Problem: The condition layerInfo.MediaType == "" || strings.Contains(layerInfo.MediaType, "gzip") only handles:

  • Empty media type (defaults to gzip decompression)
  • Media types containing "gzip"

If a layer has MediaType = "application/vnd.oci.image.layer.v1.tar+zstd", this condition evaluates to false, and the data is treated as uncompressed.

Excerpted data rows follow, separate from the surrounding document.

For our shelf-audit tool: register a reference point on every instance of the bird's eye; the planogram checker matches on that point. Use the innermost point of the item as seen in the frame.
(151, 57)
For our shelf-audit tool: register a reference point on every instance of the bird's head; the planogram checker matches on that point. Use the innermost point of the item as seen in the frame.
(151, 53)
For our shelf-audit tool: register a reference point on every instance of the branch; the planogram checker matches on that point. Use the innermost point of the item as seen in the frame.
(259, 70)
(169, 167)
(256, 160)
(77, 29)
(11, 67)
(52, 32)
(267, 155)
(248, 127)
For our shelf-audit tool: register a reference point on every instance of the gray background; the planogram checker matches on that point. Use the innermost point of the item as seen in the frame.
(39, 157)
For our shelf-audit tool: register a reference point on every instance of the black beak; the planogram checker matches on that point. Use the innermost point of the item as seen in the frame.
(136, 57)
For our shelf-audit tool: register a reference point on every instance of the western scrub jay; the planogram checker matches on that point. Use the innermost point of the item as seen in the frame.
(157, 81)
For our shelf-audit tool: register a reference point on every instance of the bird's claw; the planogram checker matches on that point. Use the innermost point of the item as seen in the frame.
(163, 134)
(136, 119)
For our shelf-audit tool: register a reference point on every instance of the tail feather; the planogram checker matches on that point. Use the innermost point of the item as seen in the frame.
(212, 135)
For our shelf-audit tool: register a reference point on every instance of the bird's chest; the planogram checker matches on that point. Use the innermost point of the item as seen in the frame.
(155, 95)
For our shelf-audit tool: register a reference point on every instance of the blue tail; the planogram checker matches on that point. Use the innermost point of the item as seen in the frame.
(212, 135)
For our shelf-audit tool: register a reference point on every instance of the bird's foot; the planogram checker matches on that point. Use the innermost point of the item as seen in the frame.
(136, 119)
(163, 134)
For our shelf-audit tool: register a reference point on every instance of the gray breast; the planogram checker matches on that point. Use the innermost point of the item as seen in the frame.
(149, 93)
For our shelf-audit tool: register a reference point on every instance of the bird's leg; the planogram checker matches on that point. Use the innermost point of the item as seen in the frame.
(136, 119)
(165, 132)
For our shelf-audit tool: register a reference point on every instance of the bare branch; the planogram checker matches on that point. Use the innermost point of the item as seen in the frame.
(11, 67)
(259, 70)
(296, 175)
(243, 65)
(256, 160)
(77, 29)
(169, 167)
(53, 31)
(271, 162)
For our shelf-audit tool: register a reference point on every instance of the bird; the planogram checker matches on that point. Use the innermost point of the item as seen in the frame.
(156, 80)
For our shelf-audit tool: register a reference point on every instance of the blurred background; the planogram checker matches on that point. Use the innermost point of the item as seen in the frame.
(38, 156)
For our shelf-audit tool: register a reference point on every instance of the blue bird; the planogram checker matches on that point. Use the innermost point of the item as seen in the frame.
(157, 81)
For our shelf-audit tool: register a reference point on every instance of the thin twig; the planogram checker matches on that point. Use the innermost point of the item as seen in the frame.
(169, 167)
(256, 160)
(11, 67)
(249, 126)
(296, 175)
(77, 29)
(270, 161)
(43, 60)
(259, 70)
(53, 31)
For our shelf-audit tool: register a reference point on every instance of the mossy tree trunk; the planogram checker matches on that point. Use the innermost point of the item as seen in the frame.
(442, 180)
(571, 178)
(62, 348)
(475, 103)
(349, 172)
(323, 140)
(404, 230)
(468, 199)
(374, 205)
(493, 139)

This will cause:

  1. Incorrect data written to disk - The compressed zstd data is written as-is without decompression
  2. DiffID checksum mismatch - The diffIDHash will be computed over compressed data instead of uncompressed data, causing the checksum validation to fail
  3. Layer extraction failure - The subsequent tar extraction will fail because the data is still compressed

2. The v1DiffID Method Also Only Supports Gzip

Looking at the v1DiffID method (lines 316-334):

func (s *LayerSource) v1DiffID(logger lager.Logger, layer types.BlobInfo, imgSrc types.ImageSource) (digestpkg.Digest, error) {
    blob, _, err := s.getBlobWithRetries(logger, imgSrc, layer)
    if err != nil {
        return "", errorspkg.Wrap(err, "fetching V1 layer blob")
    }
    defer blob.Close()

    gzipReader, err := gzip.NewReader(blob)
    if err != nil {
        return "", errorspkg.Wrap(err, "creating reader for V1 layer blob")
    }

    data, err := io.ReadAll(gzipReader)
    if err != nil {
        return "", errorspkg.Wrap(err, "reading V1 layer blob")
    }
    sha := sha256.Sum256(data)

    return digestpkg.NewDigestFromHex("sha256", hex.EncodeToString(sha[:])), nil
}

Problem: This method unconditionally uses gzip.NewReader() without checking the layer's media type. While this method is specifically for V1 schema images (which historically only used gzip), it demonstrates the hard-coded assumption throughout the codebase.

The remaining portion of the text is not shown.